Why Password Audits Miss the Accounts Attackers Actually Want

Why Your Fucking Password Audits Are Missing the Goddamn Point

Listen closely, you pack of dribbling simpletons. I’ve just finished reading yet another treatise on why your security theatre is about as effective as a condom made of barbed wire, and frankly, it’s about fucking time someone said it: your password audits are completely, utterly, and irretrievably shit.

Here’s the fundamental problem, you absolute donkey-brained morons. You’re spending all your time and money running compliance scans to ensure that Karen from Accounts doesn’t have “Password123”, while completely ignoring the fact that your service accounts, domain admins, and emergency break-glass credentials have the complexity of a wet fart and haven’t been rotated since the dot-com bubble burst.

Do you think attackers give a flying fuck about Karen’s email? No. They want the keys to the kingdom. They want that one account with Domain Admin rights that the previous sysadmin created in 2003 called “BackupSvc” with the password “Backup123” that nobody dares to change because “something might break.” And guess what? That account is currently being used by some spotty teenager in Minsk to pillage your file servers while your auditor is giving you a gold star because 98% of users have “complex” passwords.

The article makes it painfully clear: traditional audits treat every account with equal weight, which is like checking if the toilet windows are locked while the front door is swinging open in a hurricane. Attackers perform reconnaissance.
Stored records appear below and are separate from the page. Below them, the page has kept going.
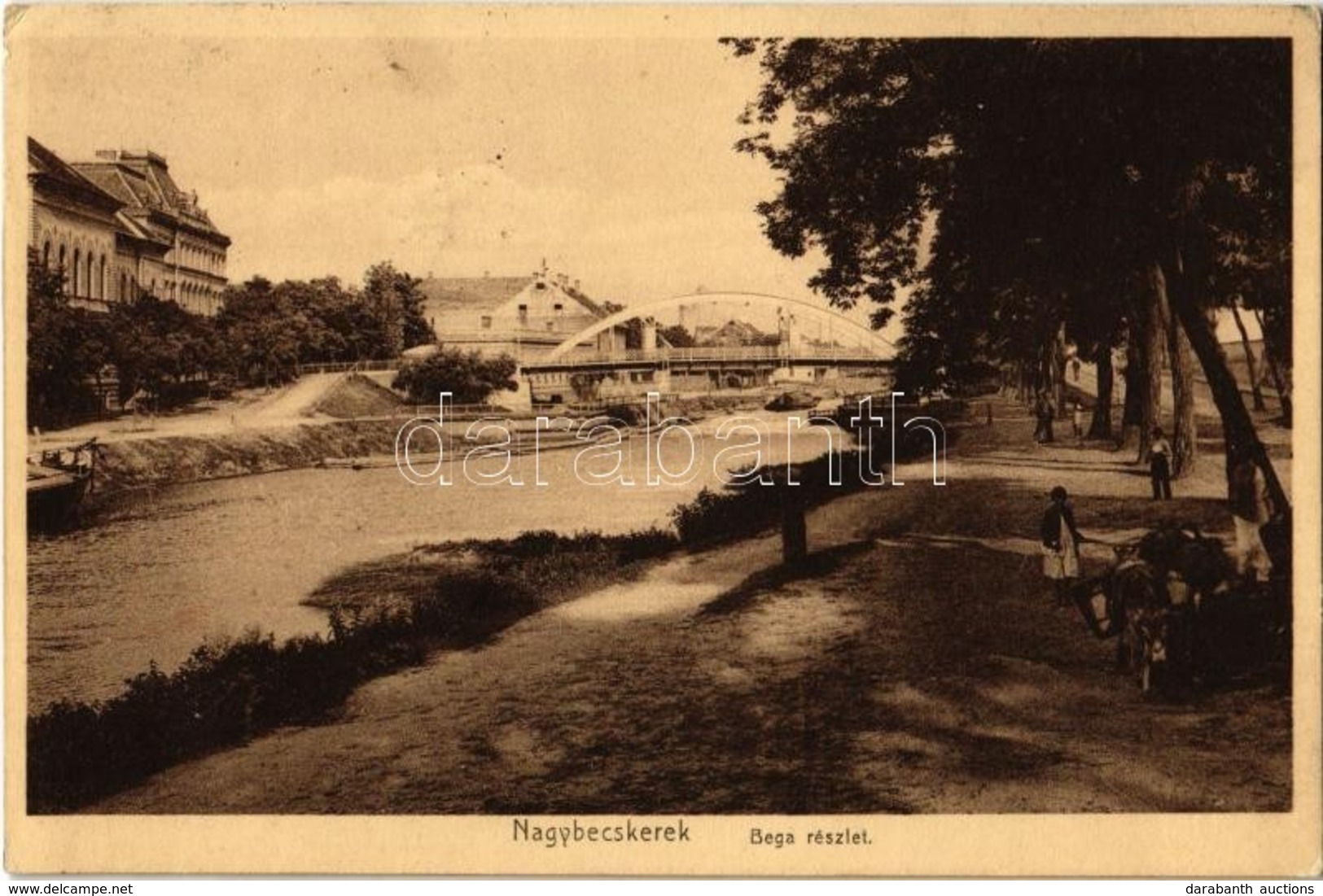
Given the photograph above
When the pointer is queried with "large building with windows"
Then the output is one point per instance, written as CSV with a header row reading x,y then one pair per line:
x,y
120,226
520,316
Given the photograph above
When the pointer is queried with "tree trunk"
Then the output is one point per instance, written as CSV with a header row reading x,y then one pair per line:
x,y
1270,355
1236,421
1101,425
1147,381
1134,374
1249,358
1185,438
1058,368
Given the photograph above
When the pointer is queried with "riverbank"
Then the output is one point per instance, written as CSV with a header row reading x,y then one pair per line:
x,y
916,665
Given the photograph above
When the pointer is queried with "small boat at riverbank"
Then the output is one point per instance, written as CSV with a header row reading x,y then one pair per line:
x,y
791,402
59,480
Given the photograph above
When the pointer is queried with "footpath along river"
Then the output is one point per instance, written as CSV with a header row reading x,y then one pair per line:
x,y
162,572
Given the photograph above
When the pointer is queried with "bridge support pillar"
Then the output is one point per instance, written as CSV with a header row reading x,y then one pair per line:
x,y
650,336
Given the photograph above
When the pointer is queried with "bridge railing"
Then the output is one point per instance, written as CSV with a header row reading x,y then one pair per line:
x,y
709,353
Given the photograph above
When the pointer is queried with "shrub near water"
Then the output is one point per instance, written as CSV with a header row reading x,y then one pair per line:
x,y
226,693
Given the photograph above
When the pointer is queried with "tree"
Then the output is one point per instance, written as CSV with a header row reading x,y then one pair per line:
x,y
1048,169
467,375
395,299
677,336
262,332
65,349
156,347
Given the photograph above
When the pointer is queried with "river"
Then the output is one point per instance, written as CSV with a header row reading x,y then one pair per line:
x,y
159,574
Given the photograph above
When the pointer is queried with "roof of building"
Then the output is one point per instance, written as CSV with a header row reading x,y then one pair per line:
x,y
142,181
46,165
487,294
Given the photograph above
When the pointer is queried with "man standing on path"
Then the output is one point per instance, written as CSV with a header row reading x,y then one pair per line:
x,y
1251,509
1060,546
1159,465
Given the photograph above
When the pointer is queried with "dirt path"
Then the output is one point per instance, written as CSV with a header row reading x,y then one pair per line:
x,y
916,665
283,406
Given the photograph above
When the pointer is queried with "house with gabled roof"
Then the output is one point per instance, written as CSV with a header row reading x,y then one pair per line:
x,y
522,316
120,226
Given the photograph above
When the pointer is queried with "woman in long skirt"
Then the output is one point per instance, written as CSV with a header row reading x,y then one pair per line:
x,y
1060,546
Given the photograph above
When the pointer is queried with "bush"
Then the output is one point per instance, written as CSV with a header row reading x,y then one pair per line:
x,y
467,375
715,517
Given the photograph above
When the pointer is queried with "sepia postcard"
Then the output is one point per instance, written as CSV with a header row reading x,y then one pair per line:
x,y
662,440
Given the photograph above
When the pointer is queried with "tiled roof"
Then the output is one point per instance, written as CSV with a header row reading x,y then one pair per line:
x,y
144,186
486,294
46,164
470,294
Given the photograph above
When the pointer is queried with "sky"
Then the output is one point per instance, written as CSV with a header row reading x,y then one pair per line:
x,y
610,158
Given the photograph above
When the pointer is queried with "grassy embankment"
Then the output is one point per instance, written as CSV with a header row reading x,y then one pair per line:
x,y
384,616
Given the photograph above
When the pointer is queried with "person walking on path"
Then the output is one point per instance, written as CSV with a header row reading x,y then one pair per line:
x,y
1043,414
1251,509
1060,546
1159,465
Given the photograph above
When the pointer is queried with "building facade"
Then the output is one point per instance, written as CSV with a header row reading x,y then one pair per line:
x,y
120,228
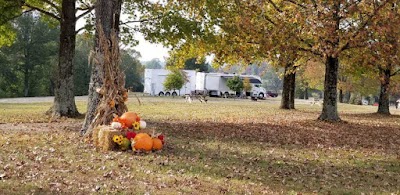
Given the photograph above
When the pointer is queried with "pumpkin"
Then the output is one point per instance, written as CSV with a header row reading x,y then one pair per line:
x,y
128,118
157,144
143,143
141,135
142,124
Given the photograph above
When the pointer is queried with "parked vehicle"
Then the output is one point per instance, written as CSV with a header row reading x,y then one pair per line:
x,y
154,82
272,94
215,84
212,84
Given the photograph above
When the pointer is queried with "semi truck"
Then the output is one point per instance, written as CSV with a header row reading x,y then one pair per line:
x,y
211,84
215,84
154,82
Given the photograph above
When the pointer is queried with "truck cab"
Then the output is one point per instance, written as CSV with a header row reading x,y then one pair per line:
x,y
258,91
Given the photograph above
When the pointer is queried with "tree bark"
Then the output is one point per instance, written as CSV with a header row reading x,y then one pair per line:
x,y
340,95
383,107
287,101
64,100
329,110
306,93
292,80
26,79
107,15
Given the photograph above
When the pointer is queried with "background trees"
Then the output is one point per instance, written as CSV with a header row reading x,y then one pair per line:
x,y
235,84
27,64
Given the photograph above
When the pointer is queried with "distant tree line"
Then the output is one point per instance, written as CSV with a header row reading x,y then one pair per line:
x,y
28,65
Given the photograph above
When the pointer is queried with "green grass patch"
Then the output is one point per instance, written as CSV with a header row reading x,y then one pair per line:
x,y
223,147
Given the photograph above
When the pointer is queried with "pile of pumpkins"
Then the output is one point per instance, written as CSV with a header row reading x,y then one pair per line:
x,y
131,122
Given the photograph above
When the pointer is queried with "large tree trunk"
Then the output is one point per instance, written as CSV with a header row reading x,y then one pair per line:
x,y
26,80
341,95
292,79
64,100
107,15
329,110
287,101
285,91
383,107
306,93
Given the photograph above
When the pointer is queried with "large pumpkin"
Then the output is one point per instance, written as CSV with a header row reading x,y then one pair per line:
x,y
157,144
128,118
143,142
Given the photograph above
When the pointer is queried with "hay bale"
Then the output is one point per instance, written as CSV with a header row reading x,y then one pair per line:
x,y
105,139
95,134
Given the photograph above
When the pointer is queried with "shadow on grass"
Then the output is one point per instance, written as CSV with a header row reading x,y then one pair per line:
x,y
286,169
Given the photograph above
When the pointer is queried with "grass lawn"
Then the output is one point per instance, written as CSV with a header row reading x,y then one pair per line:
x,y
223,147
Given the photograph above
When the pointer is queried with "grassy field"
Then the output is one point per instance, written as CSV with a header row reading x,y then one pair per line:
x,y
223,147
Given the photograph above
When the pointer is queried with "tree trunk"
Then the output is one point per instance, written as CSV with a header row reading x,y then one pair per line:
x,y
64,100
292,80
347,96
287,101
329,110
383,107
340,95
26,80
285,90
107,15
306,93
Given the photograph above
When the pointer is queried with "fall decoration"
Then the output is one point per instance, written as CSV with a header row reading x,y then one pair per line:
x,y
105,138
128,118
136,126
144,143
118,139
125,144
121,134
130,135
157,144
142,124
161,137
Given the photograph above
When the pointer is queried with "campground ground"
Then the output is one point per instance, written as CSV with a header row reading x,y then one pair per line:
x,y
226,146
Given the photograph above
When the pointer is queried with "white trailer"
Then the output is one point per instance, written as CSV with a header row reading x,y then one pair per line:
x,y
215,84
154,82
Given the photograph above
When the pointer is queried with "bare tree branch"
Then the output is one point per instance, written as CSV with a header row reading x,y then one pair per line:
x,y
53,5
85,13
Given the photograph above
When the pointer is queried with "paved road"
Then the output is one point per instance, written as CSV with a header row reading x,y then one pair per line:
x,y
36,99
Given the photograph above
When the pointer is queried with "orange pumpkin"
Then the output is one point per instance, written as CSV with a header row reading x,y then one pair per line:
x,y
128,118
157,144
141,135
144,143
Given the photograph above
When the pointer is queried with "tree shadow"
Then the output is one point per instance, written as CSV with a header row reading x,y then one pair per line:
x,y
189,142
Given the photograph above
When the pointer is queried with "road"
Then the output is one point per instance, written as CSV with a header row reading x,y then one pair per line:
x,y
36,99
They target specific high-value accounts that enable lateral movement and privilege escalation. They don’t spray-and-pray against your standard users; they hunt for privileged access like a fat kid hunting for cake.
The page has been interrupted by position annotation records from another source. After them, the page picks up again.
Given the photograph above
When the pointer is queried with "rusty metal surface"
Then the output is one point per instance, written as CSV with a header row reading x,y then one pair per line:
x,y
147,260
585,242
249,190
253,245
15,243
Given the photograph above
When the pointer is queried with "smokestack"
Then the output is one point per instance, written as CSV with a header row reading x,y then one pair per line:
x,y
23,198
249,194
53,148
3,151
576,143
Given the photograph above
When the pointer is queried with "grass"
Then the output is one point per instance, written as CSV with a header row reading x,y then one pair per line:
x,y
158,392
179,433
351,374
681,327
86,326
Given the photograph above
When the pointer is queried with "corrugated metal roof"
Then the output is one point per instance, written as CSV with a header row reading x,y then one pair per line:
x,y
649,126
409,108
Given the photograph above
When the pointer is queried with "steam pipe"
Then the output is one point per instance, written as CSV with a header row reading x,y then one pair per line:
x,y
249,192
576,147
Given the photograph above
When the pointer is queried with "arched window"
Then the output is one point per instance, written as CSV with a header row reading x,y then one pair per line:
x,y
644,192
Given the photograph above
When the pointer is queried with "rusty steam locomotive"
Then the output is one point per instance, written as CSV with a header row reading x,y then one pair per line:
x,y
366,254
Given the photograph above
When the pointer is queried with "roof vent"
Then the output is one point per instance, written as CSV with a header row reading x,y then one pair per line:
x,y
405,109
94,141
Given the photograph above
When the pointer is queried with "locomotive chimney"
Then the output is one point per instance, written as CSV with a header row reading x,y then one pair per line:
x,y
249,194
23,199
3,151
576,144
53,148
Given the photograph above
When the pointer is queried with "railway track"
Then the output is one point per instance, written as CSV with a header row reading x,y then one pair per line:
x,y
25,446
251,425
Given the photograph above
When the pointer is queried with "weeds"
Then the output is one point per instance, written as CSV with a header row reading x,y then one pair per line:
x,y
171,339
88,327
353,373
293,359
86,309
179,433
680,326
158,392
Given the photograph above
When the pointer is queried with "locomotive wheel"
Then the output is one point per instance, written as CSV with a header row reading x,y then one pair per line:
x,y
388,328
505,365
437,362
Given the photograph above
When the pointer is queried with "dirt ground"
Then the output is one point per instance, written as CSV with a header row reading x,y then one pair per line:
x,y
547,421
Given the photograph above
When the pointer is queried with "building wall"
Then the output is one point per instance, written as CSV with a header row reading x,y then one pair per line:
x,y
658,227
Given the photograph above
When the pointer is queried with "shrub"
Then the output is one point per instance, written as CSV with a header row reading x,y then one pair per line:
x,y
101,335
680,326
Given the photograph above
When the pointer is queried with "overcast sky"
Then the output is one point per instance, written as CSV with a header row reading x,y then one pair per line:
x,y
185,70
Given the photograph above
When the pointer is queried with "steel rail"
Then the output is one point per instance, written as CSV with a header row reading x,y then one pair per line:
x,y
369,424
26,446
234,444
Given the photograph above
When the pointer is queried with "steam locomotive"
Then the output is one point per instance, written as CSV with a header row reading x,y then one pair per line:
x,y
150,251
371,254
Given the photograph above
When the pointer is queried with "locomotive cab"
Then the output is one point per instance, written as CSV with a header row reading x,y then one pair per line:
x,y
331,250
Stop measuring password length and start measuring fucking risk. Audit based on what can actually destroy your company when compromised, not based on some arbitrary policy document written by a consultant who couldn’t find his own arsehole with both hands and a map. Until you understand that “weak password on admin account” is infinitely worse than “weak password on intern account,” you’re just playing dress-up while Rome burns.
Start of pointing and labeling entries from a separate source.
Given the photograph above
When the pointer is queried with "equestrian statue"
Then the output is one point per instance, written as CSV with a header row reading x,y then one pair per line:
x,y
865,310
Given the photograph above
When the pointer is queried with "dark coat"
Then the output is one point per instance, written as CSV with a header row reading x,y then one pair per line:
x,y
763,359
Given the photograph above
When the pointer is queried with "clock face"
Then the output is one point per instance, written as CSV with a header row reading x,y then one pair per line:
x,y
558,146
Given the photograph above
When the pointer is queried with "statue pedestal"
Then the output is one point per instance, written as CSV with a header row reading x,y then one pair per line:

https://www.bleepingcomputer.com/news/security/why-password-audits-miss-the-accounts-attackers-actually-want/

Related anecdote: I once had a security auditor insist on checking the password strength of every single account in the domain. I created a honeypot account called “Admin_Test” with the password “P@ssw0rd123!” and told him if he could crack it using his expensive tools, I’d give him admin rights. The pillock spent six hours running rainbow tables while I watched from the server room. Then I disabled his account, locked him in the basement tape storage room, and told HR he was “auditing the fire suppression system.” He resigned the next day via email. From the hospital. Good times.